Last month (August 22), we shared a Facebook post about countries that have banned ballet dancing (Germany, Sweden, Japan, Kuwait, Iran, Afghanistan). Well, we have decided to dig deeper into more details on why these countries have banned dancing all together. Some countries, like Germany and Sweden, have banned dancing for a specific period of time or under specific conditions.
Germany’s banning of dancing is more of an anachronism issue than an actual threat to society or dancers. Dancing, especially in public, is only banned during Easter weekend and Christmas Eve as a respectful act for the Holidays. Although this happens to be a national law, some 3 of the state’s only abide by the rule for a portion of the day. Some of Germany’s states even prohibit public display of music all together.
Sweden is another country where its banning of dancing is more of an anachronism issue rather than a threat to dancers. Unlike Germany, however, the public dancing is prohibited all year round. If bars, clubs, or restaurants wanted to offer a dancing safe heaven, they would need a dancing permit. The reason for this is because authorities believe dancing creates chaos and must be regulated.
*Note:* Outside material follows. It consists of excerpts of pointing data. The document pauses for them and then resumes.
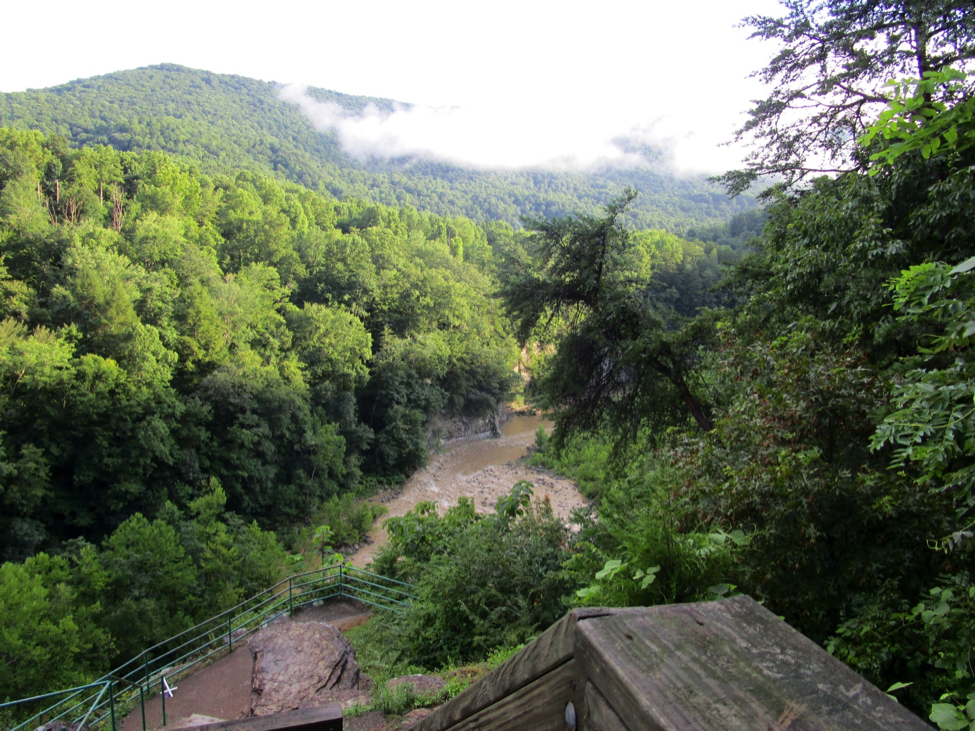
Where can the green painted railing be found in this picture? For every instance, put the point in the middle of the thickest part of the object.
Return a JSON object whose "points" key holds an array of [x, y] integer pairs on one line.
{"points": [[106, 700]]}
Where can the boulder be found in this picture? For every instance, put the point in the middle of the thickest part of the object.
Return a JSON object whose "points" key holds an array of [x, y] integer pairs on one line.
{"points": [[297, 664]]}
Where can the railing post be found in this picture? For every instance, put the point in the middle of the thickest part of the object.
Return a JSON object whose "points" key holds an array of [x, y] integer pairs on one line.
{"points": [[111, 703], [142, 703]]}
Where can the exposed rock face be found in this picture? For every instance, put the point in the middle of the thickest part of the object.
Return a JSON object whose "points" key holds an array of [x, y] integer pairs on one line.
{"points": [[297, 665]]}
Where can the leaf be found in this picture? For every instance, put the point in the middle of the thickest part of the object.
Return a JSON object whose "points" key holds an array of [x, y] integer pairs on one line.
{"points": [[611, 567], [946, 716], [965, 266]]}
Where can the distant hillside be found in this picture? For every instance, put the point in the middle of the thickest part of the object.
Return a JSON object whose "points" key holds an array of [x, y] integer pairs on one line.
{"points": [[229, 123]]}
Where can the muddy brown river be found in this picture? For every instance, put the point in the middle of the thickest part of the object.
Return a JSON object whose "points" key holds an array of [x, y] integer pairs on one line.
{"points": [[479, 469]]}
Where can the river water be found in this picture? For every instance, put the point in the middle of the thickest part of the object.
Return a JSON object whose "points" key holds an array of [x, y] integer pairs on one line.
{"points": [[482, 470]]}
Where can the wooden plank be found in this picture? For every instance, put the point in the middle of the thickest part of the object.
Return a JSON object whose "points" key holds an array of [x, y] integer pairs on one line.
{"points": [[327, 717], [597, 712], [538, 706], [551, 649], [726, 664]]}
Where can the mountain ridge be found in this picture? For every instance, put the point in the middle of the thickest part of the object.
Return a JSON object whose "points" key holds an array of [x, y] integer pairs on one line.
{"points": [[226, 123]]}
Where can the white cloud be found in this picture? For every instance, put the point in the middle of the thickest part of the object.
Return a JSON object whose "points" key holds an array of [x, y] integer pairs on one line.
{"points": [[506, 136]]}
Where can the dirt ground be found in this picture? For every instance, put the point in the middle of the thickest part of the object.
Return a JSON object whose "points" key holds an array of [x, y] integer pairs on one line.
{"points": [[482, 469], [222, 689]]}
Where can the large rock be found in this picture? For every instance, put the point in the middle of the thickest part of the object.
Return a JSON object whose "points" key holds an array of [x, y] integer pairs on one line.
{"points": [[297, 664]]}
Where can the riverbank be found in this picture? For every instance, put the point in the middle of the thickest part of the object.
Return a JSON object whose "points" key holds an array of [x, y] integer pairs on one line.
{"points": [[482, 470]]}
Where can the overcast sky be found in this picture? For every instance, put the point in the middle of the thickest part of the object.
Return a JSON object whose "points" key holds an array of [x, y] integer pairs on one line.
{"points": [[497, 83]]}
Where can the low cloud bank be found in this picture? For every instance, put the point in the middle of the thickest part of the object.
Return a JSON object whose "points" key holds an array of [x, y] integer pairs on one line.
{"points": [[504, 137]]}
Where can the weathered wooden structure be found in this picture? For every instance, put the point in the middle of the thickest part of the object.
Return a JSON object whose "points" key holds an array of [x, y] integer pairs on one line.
{"points": [[713, 665]]}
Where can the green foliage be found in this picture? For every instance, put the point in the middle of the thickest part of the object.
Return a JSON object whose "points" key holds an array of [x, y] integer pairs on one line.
{"points": [[933, 426], [586, 460], [824, 78], [623, 359], [229, 123], [918, 119], [926, 637], [167, 329], [788, 462], [481, 581], [47, 634]]}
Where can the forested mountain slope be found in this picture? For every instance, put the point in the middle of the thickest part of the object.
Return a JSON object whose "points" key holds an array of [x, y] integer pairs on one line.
{"points": [[159, 328], [230, 123]]}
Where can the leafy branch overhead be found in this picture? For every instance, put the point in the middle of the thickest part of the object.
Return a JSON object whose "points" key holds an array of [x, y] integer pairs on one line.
{"points": [[827, 78]]}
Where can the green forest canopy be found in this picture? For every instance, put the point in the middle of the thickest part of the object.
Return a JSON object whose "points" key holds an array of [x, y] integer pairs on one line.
{"points": [[228, 123]]}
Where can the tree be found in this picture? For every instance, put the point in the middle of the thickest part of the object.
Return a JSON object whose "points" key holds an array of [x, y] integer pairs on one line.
{"points": [[827, 79], [623, 357]]}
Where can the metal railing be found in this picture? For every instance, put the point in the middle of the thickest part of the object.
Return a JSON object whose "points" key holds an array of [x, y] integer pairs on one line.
{"points": [[131, 684]]}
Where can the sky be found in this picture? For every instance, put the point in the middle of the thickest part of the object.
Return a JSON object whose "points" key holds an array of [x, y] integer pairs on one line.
{"points": [[499, 84]]}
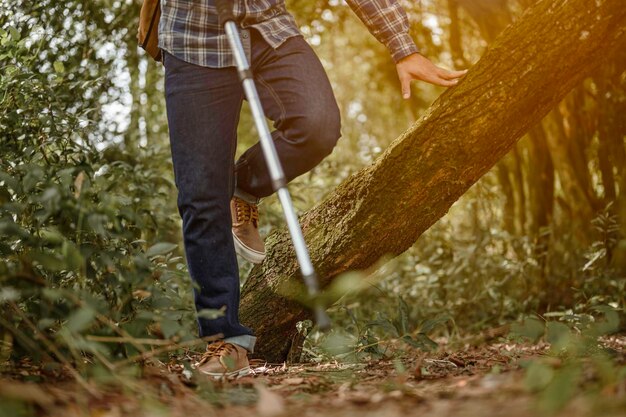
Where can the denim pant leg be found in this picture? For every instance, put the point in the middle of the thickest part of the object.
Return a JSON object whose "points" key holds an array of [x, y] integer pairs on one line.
{"points": [[297, 96], [203, 106]]}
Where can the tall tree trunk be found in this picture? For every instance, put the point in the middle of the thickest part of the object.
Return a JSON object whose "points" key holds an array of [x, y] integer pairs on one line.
{"points": [[384, 208]]}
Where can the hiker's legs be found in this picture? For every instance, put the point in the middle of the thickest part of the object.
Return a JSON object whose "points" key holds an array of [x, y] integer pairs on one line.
{"points": [[203, 106], [297, 96]]}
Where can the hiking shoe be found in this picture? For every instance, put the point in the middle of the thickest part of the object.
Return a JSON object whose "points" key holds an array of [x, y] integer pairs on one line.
{"points": [[224, 360], [248, 242]]}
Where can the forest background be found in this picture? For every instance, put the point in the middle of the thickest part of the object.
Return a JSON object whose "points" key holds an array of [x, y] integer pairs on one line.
{"points": [[91, 250]]}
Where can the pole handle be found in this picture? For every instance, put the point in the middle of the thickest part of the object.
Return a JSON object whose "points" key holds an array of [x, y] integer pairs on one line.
{"points": [[225, 10]]}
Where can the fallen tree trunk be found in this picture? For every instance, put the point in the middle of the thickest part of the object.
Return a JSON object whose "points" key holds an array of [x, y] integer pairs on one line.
{"points": [[384, 208]]}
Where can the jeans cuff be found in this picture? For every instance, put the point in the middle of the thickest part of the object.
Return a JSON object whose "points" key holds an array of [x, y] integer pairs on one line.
{"points": [[246, 341], [239, 193]]}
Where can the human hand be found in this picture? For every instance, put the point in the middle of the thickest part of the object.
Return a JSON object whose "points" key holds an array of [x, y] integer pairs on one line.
{"points": [[418, 67]]}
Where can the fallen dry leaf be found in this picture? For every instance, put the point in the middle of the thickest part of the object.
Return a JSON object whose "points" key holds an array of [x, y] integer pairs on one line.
{"points": [[269, 404]]}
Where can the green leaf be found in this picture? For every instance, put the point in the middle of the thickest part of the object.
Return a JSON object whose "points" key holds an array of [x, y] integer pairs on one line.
{"points": [[80, 320], [430, 324], [72, 255], [557, 334], [170, 327], [403, 316], [50, 262], [59, 67], [160, 248]]}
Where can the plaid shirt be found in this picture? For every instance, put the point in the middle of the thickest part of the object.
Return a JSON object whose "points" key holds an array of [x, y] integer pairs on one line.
{"points": [[189, 29]]}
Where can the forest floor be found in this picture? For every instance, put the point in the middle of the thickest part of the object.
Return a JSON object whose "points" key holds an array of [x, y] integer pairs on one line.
{"points": [[477, 381]]}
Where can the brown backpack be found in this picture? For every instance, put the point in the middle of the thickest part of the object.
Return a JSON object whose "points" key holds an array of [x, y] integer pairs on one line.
{"points": [[148, 35]]}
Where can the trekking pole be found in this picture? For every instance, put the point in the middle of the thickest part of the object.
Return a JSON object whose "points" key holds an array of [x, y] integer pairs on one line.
{"points": [[279, 182]]}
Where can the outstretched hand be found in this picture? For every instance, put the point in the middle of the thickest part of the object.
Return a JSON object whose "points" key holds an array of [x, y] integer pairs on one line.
{"points": [[418, 67]]}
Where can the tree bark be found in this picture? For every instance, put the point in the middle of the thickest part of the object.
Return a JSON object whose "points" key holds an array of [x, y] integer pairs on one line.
{"points": [[383, 209]]}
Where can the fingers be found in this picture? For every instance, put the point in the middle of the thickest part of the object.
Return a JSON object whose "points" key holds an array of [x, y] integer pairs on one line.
{"points": [[405, 82]]}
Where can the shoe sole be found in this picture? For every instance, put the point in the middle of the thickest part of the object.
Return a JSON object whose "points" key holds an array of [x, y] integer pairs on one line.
{"points": [[247, 253], [228, 375]]}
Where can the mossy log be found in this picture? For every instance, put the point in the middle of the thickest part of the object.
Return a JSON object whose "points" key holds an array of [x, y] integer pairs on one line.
{"points": [[384, 208]]}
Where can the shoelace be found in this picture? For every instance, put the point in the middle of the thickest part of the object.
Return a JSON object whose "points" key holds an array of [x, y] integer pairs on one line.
{"points": [[246, 212], [215, 350]]}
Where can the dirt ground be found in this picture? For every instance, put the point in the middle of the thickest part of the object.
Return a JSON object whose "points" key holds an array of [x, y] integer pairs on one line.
{"points": [[470, 381]]}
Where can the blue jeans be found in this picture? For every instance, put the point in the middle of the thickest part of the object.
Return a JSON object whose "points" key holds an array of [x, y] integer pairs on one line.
{"points": [[203, 106]]}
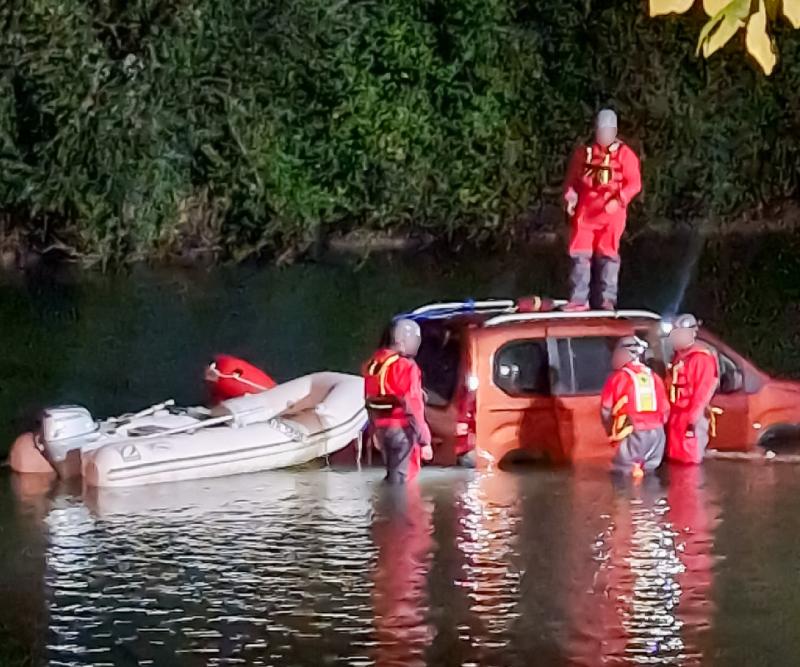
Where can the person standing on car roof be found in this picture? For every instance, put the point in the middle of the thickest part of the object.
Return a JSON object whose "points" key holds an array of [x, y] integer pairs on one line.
{"points": [[602, 179], [693, 378], [396, 405], [634, 409]]}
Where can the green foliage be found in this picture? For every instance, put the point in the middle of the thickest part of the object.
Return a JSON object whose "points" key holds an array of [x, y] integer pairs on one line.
{"points": [[129, 126]]}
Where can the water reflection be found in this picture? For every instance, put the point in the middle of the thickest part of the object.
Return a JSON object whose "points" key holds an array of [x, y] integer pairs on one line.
{"points": [[402, 533], [648, 601], [326, 567]]}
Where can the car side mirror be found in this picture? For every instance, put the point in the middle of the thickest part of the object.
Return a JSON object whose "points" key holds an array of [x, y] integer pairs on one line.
{"points": [[731, 381]]}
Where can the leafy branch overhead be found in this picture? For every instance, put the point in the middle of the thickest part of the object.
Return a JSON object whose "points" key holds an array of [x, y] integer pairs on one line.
{"points": [[727, 17]]}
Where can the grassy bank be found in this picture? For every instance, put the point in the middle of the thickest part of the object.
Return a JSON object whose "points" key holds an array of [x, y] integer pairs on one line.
{"points": [[217, 130]]}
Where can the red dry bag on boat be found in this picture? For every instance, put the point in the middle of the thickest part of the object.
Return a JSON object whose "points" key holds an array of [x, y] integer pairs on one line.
{"points": [[230, 377]]}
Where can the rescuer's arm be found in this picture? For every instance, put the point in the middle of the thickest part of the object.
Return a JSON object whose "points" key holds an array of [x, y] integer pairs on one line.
{"points": [[662, 398], [415, 408], [607, 400], [704, 377], [631, 175], [572, 181]]}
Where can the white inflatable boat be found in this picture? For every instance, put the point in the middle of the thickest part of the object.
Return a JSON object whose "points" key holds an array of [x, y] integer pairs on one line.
{"points": [[289, 425]]}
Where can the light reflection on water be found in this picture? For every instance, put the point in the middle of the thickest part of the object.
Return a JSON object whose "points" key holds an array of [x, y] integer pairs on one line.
{"points": [[328, 567]]}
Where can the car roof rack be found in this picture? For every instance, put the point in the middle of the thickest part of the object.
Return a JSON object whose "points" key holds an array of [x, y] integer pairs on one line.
{"points": [[561, 315]]}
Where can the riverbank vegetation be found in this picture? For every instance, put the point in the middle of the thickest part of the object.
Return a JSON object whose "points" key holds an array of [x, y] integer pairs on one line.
{"points": [[156, 128]]}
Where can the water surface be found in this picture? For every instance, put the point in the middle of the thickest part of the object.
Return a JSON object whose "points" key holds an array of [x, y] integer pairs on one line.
{"points": [[323, 566]]}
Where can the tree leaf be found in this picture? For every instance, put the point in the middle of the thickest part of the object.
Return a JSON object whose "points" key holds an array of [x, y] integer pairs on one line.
{"points": [[714, 7], [791, 10], [710, 26], [722, 35], [758, 41], [661, 7]]}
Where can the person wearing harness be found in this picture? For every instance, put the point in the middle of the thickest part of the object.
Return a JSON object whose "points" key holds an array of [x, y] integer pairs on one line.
{"points": [[602, 179], [634, 409], [396, 405], [693, 378]]}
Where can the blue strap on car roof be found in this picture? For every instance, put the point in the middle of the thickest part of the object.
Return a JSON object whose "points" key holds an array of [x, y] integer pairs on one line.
{"points": [[467, 306]]}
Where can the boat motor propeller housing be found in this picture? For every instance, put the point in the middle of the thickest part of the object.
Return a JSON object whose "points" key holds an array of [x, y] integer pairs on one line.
{"points": [[65, 428]]}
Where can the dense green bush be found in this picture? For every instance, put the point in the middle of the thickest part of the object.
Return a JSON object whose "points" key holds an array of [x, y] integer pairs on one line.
{"points": [[131, 127]]}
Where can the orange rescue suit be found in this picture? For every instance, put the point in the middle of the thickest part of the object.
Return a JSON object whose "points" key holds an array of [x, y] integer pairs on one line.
{"points": [[635, 399], [693, 379], [394, 398], [599, 176]]}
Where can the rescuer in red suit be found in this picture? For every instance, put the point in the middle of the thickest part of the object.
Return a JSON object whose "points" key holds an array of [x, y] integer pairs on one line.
{"points": [[634, 409], [396, 405], [601, 181], [693, 378]]}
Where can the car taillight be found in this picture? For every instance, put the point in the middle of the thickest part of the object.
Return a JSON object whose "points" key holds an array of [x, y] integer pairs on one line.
{"points": [[465, 419]]}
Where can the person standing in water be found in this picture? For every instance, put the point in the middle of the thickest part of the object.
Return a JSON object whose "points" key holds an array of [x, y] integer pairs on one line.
{"points": [[396, 405], [634, 409], [693, 378], [602, 179]]}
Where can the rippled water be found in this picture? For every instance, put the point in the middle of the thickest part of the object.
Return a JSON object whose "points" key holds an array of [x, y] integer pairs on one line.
{"points": [[325, 567], [328, 567]]}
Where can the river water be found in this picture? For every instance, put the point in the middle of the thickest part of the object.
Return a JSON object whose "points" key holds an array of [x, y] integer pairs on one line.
{"points": [[324, 566]]}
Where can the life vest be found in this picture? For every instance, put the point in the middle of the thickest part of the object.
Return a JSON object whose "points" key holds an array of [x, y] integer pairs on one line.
{"points": [[680, 394], [600, 172], [381, 398], [645, 401]]}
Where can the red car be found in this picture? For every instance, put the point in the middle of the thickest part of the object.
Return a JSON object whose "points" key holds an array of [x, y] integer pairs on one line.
{"points": [[503, 384]]}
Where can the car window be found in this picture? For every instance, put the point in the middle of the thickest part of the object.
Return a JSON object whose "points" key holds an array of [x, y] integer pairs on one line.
{"points": [[584, 363], [521, 368], [730, 375], [439, 359]]}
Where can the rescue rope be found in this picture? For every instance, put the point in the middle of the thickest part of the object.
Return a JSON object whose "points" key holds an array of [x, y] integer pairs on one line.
{"points": [[212, 370]]}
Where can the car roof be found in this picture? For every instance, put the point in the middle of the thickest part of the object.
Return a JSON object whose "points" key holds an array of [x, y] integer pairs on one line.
{"points": [[491, 313]]}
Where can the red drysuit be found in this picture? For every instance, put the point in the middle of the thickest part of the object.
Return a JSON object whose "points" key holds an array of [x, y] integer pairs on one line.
{"points": [[394, 397], [605, 180], [693, 379]]}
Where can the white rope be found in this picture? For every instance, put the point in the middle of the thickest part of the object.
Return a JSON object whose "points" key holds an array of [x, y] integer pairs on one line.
{"points": [[212, 370]]}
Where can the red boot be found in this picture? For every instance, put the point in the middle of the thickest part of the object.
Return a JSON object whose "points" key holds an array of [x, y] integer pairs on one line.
{"points": [[575, 307]]}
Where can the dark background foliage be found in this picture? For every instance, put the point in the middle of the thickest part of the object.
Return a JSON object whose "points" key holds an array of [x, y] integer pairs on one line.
{"points": [[130, 127]]}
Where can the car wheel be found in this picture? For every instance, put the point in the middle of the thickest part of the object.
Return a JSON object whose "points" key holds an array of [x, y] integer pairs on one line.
{"points": [[467, 459], [781, 438]]}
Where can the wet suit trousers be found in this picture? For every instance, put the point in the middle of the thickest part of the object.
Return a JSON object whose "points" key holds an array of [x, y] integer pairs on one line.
{"points": [[401, 454], [604, 279], [643, 447], [594, 249]]}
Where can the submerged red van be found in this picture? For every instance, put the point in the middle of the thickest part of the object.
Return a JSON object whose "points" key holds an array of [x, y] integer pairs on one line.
{"points": [[503, 384]]}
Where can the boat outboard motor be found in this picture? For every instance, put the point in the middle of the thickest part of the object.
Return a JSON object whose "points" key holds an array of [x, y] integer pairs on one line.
{"points": [[66, 428]]}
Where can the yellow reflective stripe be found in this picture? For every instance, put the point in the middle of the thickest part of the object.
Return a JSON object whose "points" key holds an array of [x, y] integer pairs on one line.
{"points": [[674, 392], [644, 389], [385, 366], [712, 420]]}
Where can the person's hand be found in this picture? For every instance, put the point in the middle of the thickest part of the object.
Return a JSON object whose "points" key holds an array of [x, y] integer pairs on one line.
{"points": [[571, 200]]}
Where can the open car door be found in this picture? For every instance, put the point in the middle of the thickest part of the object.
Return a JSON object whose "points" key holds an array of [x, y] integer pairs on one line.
{"points": [[580, 358], [514, 400]]}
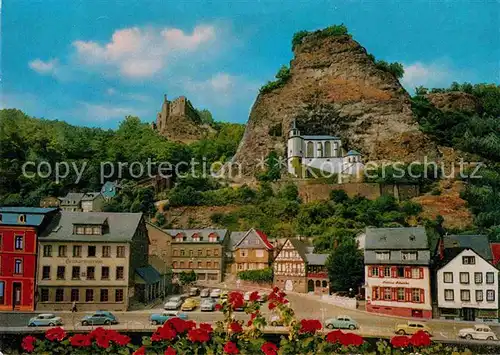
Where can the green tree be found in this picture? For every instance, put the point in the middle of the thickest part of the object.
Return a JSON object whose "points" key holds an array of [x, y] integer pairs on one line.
{"points": [[346, 267]]}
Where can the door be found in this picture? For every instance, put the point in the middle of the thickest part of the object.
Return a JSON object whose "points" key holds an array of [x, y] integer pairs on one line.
{"points": [[16, 295]]}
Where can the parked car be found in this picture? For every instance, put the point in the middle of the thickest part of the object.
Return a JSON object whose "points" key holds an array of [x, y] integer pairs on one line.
{"points": [[208, 304], [189, 304], [341, 322], [194, 291], [173, 303], [99, 318], [215, 293], [45, 320], [478, 332], [160, 318], [411, 327]]}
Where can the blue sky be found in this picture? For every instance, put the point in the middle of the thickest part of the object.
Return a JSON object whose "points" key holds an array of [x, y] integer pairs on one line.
{"points": [[93, 62]]}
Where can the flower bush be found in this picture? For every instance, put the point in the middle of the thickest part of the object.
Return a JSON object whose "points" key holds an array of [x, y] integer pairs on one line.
{"points": [[230, 336]]}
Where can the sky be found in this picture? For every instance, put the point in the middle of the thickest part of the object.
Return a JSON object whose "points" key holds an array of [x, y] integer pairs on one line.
{"points": [[93, 62]]}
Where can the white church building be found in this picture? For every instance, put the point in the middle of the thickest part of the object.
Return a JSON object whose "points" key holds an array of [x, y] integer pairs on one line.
{"points": [[322, 152]]}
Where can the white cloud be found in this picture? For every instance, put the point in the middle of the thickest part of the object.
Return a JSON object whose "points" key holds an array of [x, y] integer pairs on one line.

After WWII, Japanese authorities banned dancing since nightclubs tended to turn into “hotbeds for prostitution.” In order for clubs to allow dancing, they also have to apply for a dance permit. Even though this has been in the books for many years, some authorities tend to be more flexible to the rules.
Kuwait’s strict views against dancing are believed to be “symptoms” of the Islamist past. Dancing, including jumping and head banging, is prohibited even at concerts. Fans of artist are limited to swaying and hand clapping at concerts.
Post Iranian Revolution, women have been banned from dancing in public, co-ed dance, and wearing costumes that expose skin.
Afghanistan has banned public dancing many years ago and listening to music all together. However, some areas allow bacha bazi (boys for play) in private homes.